The academy also includes a helicopter simulator. HealthNet acquired a BK117 helicopter fuselage, painted it in HealthNet livery, installed a fully functional medical interior, and added elements to simulate flight, including speakers that emit engine noise, radio calls, and pilot communications, as well as computer screens mounted in the windows to display what clinicians would see during flight.
Located in the training center’s garage, where the floor is painted white with a red “H” and ceiling lights hang in an “X” over the aircraft like rotor blades, the helicopter simulator is the crown jewel of the flight academy. It allows clinicians to practice everything associated with working around and onboard the aircraft, from safe movement near the helicopter and proper door operation to assisting the pilot, loading and unloading patients, and providing care in flight. In-flight emergencies are also simulated using cabin-based smoke generators.
The simulated “hangar” also includes areas for clinicians to practice restocking supplies, as well as a refrigerator where they can simulate retrieving blood, plasma, and temperature-sensitive medications to load into portable coolers for flight.
“In training, we hit the big-ticket items — respiratory, cardiac, and trauma — early on, then hit on them continuously through the rest of the program as we cover other topics, bringing clinicians into the helicopter simulator to put it all together,” Cooper said.

Flight training
In addition to eight hours of classroom and simulator training each week, academy students must also work either a 12- or 24-hour shift weekly, as their schedules allow. During these shifts, they are paired with an onboard clinician who serves as their field training officer (FTO). When not flying on calls to assist, new hires train with their FTOs on medical protocols and HealthNet procedures.
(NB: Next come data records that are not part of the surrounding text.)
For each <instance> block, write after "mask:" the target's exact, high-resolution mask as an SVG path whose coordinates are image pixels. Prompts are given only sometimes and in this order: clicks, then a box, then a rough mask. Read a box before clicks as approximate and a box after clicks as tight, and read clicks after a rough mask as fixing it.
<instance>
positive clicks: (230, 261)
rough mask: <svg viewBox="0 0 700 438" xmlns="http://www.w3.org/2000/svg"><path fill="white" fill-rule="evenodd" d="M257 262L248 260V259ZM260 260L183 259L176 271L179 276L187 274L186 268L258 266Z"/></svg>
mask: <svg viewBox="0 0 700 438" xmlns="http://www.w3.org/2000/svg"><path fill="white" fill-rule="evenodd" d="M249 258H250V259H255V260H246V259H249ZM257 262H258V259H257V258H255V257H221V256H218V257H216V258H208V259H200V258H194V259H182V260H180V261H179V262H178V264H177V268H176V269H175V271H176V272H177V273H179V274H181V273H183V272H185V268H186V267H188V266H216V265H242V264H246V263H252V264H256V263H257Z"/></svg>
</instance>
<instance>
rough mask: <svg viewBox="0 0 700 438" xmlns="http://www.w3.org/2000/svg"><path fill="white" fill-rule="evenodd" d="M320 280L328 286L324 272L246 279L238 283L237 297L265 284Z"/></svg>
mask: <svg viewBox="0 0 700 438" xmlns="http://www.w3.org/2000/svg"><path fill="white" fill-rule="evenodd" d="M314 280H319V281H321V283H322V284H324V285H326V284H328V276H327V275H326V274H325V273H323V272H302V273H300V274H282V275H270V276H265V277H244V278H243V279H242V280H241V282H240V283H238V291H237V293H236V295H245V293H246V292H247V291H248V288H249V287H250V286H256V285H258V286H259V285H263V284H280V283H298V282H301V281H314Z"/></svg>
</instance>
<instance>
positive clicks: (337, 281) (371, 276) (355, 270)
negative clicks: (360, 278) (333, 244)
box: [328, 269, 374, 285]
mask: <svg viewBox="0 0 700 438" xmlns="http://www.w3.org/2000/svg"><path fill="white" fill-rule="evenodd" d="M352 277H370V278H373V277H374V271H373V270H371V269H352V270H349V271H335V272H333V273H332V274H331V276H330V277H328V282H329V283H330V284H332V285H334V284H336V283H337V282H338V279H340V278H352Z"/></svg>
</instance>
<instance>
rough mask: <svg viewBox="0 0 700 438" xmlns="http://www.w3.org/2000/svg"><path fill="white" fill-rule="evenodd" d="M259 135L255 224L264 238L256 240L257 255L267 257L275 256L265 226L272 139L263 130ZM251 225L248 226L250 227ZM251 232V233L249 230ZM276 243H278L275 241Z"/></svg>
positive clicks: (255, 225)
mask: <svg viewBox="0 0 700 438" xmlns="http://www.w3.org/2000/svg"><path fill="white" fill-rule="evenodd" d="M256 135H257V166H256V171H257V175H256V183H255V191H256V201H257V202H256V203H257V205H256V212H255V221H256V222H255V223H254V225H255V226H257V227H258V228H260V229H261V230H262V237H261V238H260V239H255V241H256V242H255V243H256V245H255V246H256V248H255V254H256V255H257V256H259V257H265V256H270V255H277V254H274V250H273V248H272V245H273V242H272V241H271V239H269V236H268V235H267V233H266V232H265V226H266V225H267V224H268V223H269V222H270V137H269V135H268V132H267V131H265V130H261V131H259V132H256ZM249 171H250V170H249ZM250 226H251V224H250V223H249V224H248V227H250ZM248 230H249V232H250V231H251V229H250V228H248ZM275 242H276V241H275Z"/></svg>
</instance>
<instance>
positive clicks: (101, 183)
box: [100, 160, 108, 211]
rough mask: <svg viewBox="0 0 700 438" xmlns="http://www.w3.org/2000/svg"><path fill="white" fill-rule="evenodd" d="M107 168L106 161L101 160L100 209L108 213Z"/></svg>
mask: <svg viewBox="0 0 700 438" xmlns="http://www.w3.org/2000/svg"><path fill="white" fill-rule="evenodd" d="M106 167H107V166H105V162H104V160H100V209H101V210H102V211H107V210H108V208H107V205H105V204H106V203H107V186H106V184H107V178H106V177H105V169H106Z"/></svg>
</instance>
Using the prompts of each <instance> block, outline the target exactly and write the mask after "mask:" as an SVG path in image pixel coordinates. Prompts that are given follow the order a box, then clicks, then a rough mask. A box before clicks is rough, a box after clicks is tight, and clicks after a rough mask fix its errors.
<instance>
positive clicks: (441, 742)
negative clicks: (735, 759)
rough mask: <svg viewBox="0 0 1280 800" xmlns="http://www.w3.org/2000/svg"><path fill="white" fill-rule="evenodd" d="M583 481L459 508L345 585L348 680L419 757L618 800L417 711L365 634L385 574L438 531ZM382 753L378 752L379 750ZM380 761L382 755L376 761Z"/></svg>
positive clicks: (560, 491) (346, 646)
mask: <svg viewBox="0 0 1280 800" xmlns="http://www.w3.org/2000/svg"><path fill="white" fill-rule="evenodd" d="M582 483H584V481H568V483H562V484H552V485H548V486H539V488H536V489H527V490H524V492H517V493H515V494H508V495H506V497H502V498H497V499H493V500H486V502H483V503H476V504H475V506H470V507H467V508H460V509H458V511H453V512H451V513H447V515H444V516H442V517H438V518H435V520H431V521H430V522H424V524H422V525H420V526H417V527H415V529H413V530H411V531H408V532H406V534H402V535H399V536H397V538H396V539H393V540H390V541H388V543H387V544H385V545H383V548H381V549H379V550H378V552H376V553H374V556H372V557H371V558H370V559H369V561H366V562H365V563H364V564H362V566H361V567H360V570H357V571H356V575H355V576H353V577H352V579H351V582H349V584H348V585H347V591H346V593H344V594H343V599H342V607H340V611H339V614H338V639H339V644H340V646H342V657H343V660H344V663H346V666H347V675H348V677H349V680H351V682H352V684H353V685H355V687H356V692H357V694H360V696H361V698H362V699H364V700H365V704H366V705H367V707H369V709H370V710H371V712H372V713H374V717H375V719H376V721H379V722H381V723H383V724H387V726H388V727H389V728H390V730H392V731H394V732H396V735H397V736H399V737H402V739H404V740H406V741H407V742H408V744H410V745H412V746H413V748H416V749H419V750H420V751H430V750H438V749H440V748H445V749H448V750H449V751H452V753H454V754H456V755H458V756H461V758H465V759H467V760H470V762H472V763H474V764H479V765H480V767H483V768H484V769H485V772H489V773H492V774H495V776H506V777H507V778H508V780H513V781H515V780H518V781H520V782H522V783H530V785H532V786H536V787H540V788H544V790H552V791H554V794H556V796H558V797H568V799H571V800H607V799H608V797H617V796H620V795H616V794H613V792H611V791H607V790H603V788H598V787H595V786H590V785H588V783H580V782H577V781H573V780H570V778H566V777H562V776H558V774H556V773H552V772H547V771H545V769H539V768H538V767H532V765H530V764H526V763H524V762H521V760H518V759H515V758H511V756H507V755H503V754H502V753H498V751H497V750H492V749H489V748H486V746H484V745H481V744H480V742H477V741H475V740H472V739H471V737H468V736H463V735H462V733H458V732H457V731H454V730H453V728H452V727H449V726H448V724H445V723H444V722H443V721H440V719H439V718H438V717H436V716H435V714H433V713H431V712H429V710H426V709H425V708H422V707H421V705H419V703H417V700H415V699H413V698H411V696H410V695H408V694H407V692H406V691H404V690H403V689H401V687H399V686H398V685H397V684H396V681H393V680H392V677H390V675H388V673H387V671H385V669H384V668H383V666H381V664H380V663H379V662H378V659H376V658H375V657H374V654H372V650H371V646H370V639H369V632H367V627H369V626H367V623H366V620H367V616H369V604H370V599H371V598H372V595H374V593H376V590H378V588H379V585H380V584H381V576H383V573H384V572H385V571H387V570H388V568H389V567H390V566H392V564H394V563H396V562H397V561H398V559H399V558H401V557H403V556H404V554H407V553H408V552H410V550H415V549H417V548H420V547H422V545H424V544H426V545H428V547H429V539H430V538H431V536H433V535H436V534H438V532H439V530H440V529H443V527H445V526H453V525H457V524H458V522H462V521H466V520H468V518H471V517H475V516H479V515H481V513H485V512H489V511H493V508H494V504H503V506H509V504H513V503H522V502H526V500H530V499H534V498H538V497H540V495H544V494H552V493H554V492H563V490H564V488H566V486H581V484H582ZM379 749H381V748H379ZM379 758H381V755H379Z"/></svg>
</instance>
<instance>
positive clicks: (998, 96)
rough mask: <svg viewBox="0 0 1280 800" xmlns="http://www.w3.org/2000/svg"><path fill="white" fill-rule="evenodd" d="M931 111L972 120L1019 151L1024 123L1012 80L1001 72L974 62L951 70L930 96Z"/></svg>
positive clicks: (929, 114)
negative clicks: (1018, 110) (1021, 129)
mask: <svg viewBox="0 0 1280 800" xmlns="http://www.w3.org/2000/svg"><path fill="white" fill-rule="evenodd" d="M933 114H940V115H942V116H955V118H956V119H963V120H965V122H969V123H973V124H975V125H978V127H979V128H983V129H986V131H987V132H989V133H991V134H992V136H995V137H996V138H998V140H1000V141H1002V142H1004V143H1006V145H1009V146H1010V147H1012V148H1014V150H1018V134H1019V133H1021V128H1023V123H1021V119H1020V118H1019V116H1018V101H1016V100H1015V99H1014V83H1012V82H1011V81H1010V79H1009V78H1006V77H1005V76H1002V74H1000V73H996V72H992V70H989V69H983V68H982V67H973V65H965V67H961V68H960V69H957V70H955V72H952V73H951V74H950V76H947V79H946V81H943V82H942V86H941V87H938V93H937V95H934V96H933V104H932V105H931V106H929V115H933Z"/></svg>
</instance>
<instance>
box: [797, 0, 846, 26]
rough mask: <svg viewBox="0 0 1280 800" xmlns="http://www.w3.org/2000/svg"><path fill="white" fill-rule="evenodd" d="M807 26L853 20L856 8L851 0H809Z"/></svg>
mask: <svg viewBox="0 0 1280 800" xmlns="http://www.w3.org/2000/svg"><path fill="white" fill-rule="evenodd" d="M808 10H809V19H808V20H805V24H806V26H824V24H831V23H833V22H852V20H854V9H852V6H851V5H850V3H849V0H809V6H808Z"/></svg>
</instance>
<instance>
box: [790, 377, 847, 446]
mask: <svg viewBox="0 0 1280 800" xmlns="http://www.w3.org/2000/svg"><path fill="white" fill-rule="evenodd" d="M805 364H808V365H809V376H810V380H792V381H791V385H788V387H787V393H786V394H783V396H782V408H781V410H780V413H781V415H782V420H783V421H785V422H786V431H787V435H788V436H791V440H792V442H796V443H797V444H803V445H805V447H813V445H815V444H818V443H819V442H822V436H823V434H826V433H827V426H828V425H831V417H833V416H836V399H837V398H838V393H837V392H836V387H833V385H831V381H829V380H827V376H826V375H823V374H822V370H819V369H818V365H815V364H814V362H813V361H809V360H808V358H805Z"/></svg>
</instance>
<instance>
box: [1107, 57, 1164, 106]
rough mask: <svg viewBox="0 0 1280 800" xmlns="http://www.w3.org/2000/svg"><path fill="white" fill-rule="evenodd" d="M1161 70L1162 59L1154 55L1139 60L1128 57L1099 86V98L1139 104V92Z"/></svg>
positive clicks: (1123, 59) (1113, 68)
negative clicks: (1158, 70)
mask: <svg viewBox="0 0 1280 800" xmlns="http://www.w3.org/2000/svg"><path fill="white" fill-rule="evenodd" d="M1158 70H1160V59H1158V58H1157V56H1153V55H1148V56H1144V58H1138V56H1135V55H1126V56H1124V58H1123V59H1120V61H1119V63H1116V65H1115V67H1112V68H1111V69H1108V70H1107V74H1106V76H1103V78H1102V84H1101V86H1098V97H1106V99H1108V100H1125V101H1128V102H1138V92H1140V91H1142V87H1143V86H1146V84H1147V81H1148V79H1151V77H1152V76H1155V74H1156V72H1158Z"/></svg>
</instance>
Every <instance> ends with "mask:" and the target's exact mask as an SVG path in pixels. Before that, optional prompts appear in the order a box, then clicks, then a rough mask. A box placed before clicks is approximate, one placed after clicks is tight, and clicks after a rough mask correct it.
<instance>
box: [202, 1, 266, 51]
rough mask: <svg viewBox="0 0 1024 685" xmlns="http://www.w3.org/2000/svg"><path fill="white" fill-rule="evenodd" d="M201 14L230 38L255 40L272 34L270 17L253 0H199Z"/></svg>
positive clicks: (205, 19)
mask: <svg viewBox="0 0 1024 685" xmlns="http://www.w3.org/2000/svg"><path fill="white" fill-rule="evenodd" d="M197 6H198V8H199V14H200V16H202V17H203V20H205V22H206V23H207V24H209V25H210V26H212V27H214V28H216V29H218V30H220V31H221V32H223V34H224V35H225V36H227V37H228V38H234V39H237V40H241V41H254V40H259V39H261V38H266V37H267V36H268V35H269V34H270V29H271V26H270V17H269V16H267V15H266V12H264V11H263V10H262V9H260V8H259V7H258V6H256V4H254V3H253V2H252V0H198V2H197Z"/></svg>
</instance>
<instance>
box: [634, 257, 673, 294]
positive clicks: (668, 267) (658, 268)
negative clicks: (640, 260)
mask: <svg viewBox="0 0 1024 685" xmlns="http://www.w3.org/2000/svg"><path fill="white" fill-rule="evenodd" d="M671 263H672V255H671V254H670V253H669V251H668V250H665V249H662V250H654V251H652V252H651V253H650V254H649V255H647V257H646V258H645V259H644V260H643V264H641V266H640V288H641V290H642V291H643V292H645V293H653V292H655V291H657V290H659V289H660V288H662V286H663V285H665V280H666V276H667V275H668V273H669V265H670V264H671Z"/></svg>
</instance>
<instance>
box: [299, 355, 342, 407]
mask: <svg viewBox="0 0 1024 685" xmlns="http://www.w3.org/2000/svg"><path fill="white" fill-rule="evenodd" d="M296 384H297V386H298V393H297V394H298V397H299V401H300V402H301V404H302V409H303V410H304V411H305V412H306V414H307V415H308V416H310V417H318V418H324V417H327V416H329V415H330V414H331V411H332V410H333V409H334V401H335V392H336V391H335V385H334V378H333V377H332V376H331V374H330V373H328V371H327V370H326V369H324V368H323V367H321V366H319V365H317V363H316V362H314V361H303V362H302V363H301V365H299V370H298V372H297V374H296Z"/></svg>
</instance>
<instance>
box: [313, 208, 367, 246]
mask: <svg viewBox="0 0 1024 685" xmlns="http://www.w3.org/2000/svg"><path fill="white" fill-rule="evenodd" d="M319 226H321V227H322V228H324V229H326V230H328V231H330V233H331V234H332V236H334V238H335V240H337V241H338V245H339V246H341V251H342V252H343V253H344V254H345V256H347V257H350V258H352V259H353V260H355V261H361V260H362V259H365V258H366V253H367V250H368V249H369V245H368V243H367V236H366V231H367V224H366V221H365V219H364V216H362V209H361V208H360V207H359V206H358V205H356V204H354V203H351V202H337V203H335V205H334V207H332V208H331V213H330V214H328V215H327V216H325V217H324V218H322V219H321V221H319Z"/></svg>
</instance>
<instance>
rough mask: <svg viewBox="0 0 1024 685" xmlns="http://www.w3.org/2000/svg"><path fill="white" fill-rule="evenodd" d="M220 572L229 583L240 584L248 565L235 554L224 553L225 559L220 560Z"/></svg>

“We have a checklist for our FTOs of 53 categories that they mark throughout the trainee’s orientation,” Cooper said. “Each category has three stages as they build from proficiency to mastery. The categories you didn’t experience on a flight, you’ll discuss with your FTO and demonstrate mastery to be signed off. The FTO is the final step. When they’ve determined you’ve mastered all the categories, they’ll sign you off and you are no longer a third provider. You are assigned your own shifts.”

Certified to the hilt
Orientation is only one step in ensuring the best of the best step off the helicopter when called, Cooper said.
HealthNet’s flight paramedics and nurses must maintain an extensive portfolio of advanced clinical, trauma, pediatric, neonatal, and emergency-response credentials, along with ongoing state and federal training requirements. While some certifications may be completed after hire, clinicians are required to achieve and sustain their specialty flight credentials within two years.Each clinician on HealthNet’s helicopters trains for hundreds of hours each year to stay current.
“The training at HealthNet only begins with the flight academy,” Cooper said. “Our education teams help our clinicians maintain all these certifications through classroom, computer-based training, and hands-on practice throughout their careers here.”